Global macro overview for 17.03.2016:
The New Zealand GDP data , together with the current account to GDP, were released overnight. The data turned out to be better than expected. In the final quarter of 2015, the GDP had increased from the level of 0.9% q/q; 2.3% y/y ( 0.7% q/q; 2.1% y/y expected) and account deficit to GDP was released at the level of 0.9% q/q; 2.3% y/y (0.7% q/q; 2.1% y/y expected). Business services were the main catalyst of the robust rise in production last quarter, edging 1.5%, while construction surged 2.5%. Retail trade and accommodation also increased last quarter, up 1.7% amid record number of tourists coming to New Zealand. The worst performer was agriculture sector with production falling 1.7% due to lower beef and sheep output. In conclusion, the overall GDP for 2015 was at the level of 2.3%, lower than 2014 GDP from the level of 4.1%. For this year RBNZ projects the GDP at the level of 2.6% and further accelerations to 3% by March 2017.

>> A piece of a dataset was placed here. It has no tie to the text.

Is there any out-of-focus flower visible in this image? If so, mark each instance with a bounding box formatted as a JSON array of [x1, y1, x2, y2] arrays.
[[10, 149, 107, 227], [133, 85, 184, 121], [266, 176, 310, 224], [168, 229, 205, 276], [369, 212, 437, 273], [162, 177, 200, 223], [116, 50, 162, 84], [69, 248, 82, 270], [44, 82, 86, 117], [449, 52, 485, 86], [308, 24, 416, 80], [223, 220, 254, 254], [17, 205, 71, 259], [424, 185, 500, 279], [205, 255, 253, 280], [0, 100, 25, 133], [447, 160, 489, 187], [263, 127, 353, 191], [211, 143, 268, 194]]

Let's now take a look at the technical picture of the NZD/USD pair at the daily time. We can see that the pair got stuck between two important levels: technical support at the level of 0.6565 and technical resistance at the level of 0.6819. The pair is trading in the range zone,and until there is a clear and sustained break out in either directions, it is hard to say whether bulls or bears will take the complete control over the market.